At first glance, there is nothing to suggest such secret activities. And yet, the logo of the Banque de France can put the chip in the ear, as mentioned by our colleagues from Parisian. Inside, state-of-the-art sorting machines ensure that these banknotes, whose longevity is often a central issue in the perpetual evolution of various means of payment, restore the image of these banknotes. These agents, whose delicacy and tact are precious and unmatched, engage in a surprising practice whose mission turns out to be more than useful in reality.
If you also want to entrust them with your banknotes, previously refused in a slew of shops, nothing prevents you from doing so. The measure, extended to all French people, sees banknotes collected at the counters of the Banque de France, or even in your local post office. Two scenarios are then proposed to you: the exchange can be immediate for authentic banknotes judged to be in fairly good condition and whose surface is greater than 50%, while the species that is too damaged will land at the national fiduciary center to be placed between the hands of “La Courneuve experts”.

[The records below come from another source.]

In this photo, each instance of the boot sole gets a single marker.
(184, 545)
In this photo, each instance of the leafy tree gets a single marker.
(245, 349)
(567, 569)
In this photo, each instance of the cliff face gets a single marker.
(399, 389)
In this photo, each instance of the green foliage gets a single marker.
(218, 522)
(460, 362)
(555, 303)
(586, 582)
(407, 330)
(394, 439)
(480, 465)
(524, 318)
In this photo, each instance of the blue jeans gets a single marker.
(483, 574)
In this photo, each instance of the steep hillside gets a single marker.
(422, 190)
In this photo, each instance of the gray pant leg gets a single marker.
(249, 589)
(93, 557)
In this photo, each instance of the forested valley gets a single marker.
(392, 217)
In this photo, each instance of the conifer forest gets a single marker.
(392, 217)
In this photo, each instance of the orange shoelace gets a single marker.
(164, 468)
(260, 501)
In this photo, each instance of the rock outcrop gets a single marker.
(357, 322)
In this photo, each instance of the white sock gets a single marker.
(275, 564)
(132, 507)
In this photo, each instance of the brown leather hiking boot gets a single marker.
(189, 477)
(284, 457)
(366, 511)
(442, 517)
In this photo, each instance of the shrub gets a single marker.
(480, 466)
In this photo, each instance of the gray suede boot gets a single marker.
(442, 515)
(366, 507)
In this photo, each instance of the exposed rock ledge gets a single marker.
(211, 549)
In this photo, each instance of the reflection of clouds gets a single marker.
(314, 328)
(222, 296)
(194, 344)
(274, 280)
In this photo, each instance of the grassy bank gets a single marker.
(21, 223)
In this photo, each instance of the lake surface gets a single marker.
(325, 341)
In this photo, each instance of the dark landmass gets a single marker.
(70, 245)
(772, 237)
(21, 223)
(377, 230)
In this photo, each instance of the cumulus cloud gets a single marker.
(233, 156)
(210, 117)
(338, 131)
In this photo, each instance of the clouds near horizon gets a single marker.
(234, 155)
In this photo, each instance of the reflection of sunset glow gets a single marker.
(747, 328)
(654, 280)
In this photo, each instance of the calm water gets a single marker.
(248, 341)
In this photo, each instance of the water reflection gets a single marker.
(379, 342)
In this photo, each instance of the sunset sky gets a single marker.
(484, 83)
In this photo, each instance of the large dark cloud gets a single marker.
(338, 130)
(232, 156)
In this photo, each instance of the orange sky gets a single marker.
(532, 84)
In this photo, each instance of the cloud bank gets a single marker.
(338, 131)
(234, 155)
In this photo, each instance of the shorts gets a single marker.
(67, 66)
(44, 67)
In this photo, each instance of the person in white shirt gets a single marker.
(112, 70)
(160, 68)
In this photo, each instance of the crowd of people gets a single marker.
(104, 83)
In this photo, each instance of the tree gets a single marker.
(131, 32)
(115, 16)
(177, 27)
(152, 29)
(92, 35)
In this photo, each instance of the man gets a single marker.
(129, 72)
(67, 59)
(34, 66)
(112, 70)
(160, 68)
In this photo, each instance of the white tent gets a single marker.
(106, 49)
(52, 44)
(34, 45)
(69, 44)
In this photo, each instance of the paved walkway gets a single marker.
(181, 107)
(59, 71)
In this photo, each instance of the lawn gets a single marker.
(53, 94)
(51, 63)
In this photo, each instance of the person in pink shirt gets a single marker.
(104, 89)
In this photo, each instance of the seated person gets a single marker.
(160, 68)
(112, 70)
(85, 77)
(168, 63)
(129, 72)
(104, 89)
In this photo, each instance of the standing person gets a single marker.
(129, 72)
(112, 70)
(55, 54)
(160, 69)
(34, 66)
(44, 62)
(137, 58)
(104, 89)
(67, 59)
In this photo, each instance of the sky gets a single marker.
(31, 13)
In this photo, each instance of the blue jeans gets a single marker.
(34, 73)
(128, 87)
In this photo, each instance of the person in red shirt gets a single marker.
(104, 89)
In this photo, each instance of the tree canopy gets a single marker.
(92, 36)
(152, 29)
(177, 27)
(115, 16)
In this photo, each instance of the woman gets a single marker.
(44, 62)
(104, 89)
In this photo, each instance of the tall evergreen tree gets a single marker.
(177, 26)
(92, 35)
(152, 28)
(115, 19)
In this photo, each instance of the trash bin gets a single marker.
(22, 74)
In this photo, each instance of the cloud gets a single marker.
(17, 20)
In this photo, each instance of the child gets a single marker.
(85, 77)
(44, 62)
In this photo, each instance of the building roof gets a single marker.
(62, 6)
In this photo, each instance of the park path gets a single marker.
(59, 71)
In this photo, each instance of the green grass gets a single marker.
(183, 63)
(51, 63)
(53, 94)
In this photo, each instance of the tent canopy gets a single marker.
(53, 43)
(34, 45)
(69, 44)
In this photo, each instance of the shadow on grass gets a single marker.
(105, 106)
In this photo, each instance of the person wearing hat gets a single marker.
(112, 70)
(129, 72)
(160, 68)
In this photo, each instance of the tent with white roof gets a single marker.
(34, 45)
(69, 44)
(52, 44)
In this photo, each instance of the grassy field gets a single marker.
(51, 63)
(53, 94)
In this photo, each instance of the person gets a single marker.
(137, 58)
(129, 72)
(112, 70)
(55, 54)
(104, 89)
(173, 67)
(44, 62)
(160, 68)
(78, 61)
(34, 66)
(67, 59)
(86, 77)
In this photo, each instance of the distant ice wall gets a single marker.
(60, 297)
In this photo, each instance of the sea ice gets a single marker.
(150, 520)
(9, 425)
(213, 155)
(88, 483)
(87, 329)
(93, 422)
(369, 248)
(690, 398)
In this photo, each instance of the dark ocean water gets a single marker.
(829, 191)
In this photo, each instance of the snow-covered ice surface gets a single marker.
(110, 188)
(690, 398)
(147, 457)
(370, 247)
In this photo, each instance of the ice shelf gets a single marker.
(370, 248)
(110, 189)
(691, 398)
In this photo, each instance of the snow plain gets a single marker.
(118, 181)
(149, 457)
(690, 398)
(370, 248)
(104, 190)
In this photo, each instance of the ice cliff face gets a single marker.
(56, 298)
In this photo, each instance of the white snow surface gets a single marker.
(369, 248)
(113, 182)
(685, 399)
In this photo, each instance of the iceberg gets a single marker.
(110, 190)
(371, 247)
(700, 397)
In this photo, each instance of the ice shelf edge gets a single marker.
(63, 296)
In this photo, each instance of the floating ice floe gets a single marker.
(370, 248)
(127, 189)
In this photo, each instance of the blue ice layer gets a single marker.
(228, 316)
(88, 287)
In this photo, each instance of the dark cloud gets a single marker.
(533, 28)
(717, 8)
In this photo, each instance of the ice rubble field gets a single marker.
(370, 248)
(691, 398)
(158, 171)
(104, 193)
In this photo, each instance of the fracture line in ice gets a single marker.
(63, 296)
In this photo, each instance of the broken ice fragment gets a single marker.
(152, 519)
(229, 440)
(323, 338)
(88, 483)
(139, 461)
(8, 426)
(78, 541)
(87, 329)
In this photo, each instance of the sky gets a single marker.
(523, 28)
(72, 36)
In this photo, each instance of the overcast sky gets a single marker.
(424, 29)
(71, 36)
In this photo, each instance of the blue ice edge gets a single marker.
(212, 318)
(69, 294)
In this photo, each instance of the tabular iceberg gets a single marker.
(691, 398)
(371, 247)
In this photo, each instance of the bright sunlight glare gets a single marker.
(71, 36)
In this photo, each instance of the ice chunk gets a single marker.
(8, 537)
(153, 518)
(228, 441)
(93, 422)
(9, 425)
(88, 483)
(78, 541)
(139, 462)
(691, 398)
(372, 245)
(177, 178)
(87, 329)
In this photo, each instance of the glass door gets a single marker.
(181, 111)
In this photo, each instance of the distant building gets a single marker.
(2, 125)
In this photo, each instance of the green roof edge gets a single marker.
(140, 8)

Like the forensic pathologists represented in the cinematographic universe, those located in La Courneuve could obtain the same recognition, so difficult is their task. As a first step, the latter must carry out an investigation to determine the condition of the ticket in order to know if the owner can obtain compensation of the same value. “The rule is that we must have at least 50% of the surface of the original ticket, because we only have to reimburse it once”, explains François, an agent of the Banque de France.
Buried underground, attacked by thermites or partially destroyed in a fire, most of your banknotes can be reconstructed. With the help of a scalpel, pliers or a roll of Scotch tape, these masters in the field do a remarkable job.
Obviously, smart little ones try to circumvent the system by sending voluntarily deteriorated counterfeit tickets. Unfortunately, the checks carried out upstream by the agents do not let anything pass. “It’s manual work, meticulous, case-by-case analysis”, as a member of the service admits. In other words, the system knows no flaws.
A free analysis and reimbursement service that not all central banks offer, underlines the Banque de France, which nevertheless explains that “the note is a product that must be taken care of”. And if you find franc banknotes buried at the bottom of your grandmother’s garden, there’s no need to deposit them at the Banque de France. They have been demonetized since February 2012.